ジコチュウの固まりであるシナ人を相手にするには、日本人が「魂の腑抜け状態」から脱出することが何より重要だ。
<<山口洋一『腑抜けになったか 日本人』(文藝文庫)>>
山口洋一氏は外務省出身。元ミャンマー大使、トルコ大使を歴任され、とくにミャンマーに関して卓越した著作群で知られる。
氏の豊富な海外経験を通じて、さて日本の現況を眺めれば政界とマスコミは信じられないほどのバカばかり。焦燥感が強まる。このままでは日本は駄目になるのではという危機感が切迫し、平成の若者に奮起を呼びかける。
それには歴史に学び、国家意識を回復し、それではじめて日本人としての資格を得るのだと訴える。
山口大使はこの著作の中でも明治天皇、西郷隆盛、乃木大将に多くのページを費やし、その先達の活躍を振り返りつつ、現代日本人の腑抜けぶり、最近では民主党というバカの集まりの数々の失策を俎上に載せる。
批判は痛快きわまりなくテンポも速い。
さて本書の最終版部分は、対比的文化論としての中国人論だが、評者(宮崎)としては、この文節が一等面白く有益だった。曰く。「中国人はジコチュウのかたまり」であると。
「アジア人の特徴として、よく『相互扶助による人間関係の絆』や『思いやりの心』が挙げられるが、これは海洋部のアジア、つまり日本を筆頭に、インドネシア、マレーシア、ベトナム、タイ、ミャンマーなどのことであって、大陸アジアの中国となると、話は変わってくる。
古来中華帝国は中華思想に立脚して国の営みを続け、その中心部に当たる中原の人間がもっとも偉いと考え、周辺部の人間を蛮戒夷荻(ばんじゅういてき)として見下し、禽獣と見なしてきた。
これと同様に、中国人は個々人のレベルにおいても、文化的な優越感を抱き、自己中心的な性格が濃厚なのである」
だから外国へ行ってもチャイナタウンだけで生活し、地元に融け込まず、「自分たちだけの掟を作って、その国の国法を、如何にかいくぐるかで、協力し合っている。」
つねに約束を守らず、信義を軽んじ、契約は常にご破算となり、支配者は国民を虫けらとしか扱わない。民はまた権力には徹底的に諂い、天下の権力は暴力によって奪取するのだから、賄賂が行き交い、嘘をつくことと汚職が中国の文化の肯綮となる。
こうして「生き延びていくための何よりの心得」を生来的に取得している中国人は本能的に嘘を方便として用い、国家意識は希薄であり、民族意識が根付く土壌がない。
従って、「外来民族であれ、天下を睥睨できるだけの実力を持っていれば『真命天子』として君臨することが出来た。しかも非漢族の統治者は、苛酷な漢族統治者とは異なる善政が期待されたので、むしろ民衆から歓迎された(中略)。
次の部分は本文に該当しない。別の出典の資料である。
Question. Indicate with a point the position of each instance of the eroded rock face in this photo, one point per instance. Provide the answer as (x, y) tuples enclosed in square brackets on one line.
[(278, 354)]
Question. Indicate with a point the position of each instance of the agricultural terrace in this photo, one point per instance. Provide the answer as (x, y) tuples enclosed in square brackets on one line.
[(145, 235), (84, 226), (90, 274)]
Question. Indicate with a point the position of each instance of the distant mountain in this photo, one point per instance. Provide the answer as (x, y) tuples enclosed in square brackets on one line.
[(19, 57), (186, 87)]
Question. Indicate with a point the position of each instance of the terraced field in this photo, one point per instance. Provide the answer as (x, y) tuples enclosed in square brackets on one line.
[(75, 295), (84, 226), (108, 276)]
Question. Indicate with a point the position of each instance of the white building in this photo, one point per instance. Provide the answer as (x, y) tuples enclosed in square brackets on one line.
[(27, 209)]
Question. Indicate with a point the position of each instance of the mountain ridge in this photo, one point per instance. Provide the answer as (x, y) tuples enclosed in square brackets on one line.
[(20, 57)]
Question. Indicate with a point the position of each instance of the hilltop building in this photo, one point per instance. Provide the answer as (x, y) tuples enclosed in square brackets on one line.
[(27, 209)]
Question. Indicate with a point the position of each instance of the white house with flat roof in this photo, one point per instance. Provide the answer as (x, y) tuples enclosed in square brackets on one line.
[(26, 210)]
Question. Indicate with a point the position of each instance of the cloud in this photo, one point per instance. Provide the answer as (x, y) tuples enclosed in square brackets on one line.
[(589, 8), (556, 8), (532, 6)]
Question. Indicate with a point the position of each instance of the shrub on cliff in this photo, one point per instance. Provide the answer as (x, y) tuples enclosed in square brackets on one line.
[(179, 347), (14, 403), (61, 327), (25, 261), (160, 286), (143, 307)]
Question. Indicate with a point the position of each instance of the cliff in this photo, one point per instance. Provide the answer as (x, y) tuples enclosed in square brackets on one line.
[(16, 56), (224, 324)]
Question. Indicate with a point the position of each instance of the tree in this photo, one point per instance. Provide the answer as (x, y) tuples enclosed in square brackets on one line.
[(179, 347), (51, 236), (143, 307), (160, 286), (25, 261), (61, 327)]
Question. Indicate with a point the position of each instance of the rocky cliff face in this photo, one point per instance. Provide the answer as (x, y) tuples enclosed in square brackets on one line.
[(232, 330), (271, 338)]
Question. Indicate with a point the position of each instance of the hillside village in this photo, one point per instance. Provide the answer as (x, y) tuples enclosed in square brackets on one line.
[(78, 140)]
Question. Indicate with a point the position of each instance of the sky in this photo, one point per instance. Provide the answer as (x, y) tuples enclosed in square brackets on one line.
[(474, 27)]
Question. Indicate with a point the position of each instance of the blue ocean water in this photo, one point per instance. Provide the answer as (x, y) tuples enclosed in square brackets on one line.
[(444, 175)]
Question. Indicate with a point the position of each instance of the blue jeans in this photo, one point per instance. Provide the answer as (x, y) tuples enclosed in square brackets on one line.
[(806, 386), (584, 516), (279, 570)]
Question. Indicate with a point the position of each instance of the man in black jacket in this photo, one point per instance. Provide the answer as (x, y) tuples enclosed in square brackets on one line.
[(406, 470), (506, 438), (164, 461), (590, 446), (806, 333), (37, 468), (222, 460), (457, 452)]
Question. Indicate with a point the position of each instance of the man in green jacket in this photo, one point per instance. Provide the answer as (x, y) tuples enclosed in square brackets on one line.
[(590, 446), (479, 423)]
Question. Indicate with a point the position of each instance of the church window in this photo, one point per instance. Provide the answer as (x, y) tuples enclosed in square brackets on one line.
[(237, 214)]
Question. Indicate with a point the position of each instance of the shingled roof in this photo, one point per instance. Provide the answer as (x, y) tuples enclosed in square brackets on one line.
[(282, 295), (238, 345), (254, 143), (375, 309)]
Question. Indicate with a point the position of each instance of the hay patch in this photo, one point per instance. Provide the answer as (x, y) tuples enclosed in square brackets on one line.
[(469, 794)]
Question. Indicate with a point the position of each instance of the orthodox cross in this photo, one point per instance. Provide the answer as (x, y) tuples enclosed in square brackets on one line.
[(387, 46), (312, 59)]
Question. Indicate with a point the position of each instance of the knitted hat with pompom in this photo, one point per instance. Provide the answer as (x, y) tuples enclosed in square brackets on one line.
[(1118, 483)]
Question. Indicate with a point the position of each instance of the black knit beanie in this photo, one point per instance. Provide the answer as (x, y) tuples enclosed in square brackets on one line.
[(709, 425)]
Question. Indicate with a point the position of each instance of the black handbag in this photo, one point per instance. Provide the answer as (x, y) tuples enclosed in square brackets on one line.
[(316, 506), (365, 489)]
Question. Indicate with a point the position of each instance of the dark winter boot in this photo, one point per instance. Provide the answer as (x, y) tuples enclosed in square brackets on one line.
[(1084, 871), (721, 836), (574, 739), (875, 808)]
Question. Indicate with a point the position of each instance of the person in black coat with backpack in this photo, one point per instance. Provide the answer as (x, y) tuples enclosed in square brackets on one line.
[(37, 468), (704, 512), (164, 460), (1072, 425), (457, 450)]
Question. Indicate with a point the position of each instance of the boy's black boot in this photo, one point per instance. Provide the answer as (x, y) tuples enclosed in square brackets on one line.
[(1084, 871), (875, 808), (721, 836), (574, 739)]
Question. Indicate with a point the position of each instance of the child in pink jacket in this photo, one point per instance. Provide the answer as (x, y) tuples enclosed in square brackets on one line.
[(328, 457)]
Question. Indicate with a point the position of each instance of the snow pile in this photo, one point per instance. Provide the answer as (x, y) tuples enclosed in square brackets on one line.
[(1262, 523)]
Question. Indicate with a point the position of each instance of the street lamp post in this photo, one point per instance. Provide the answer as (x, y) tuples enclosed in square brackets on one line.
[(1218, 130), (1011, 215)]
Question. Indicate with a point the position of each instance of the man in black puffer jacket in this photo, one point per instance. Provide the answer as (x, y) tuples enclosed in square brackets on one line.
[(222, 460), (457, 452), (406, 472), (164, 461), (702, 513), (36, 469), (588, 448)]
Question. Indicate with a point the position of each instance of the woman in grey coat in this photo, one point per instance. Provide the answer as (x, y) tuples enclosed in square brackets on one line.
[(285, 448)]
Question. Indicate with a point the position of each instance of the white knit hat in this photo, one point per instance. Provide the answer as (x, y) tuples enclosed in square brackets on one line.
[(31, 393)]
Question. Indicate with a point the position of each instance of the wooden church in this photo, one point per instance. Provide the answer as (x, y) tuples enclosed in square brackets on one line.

国家の統一を保って行くには、自国民の『民族意識の希薄さ』を補うために『拝外運動』を推し進めなければならないことなる」
それが今日の中国における獰猛な反日運動、反日暴動、反日キャンペーンに繋がると山口大使はずばり本質を抉ったあたりで跋に換えている。
(読者の声)ボストン・マラソンのテロは自作自演というCIA陰謀説が飛び交っていますが、宮崎正弘先生はこういう穿った見方をどう思われますか?(JJセブン)
(宮崎正弘のコメント)これはユダヤの陰謀論と同じで、繰り返し繰り返し、アラブやイスラムの謀略機関や工作員らが流す、お得意の陰謀仮説です。穿った見方ではなく、間違った見方です。為にする情報操作のたぐいです。
しかし国際情勢に疎い日本人には受け入れやすい。
滑稽な代表例は、ロスチャイルドは別にしても、ロックフェラーがユダヤ陰謀の総本山という仮説です。ロックフェラーは典型のWASPではありませんか。初歩的な知識も疑わしい陰謀説を売り歩く人々には注意が必要です。
ついでに言えば安倍訪米時、米国債を50兆円追加購入するので円安を認めて貰ったというまことしやかな風説(日米密約)が流れています。50兆円といえば、日本の国家予算の58%ほど。あり得ない数字です。
また安倍訪米時のオバマはじつによそよそしく日本に無礼でした。あの冷淡さ、食事無しという持てなしを思い出しても、密約説は面妖このうえありません。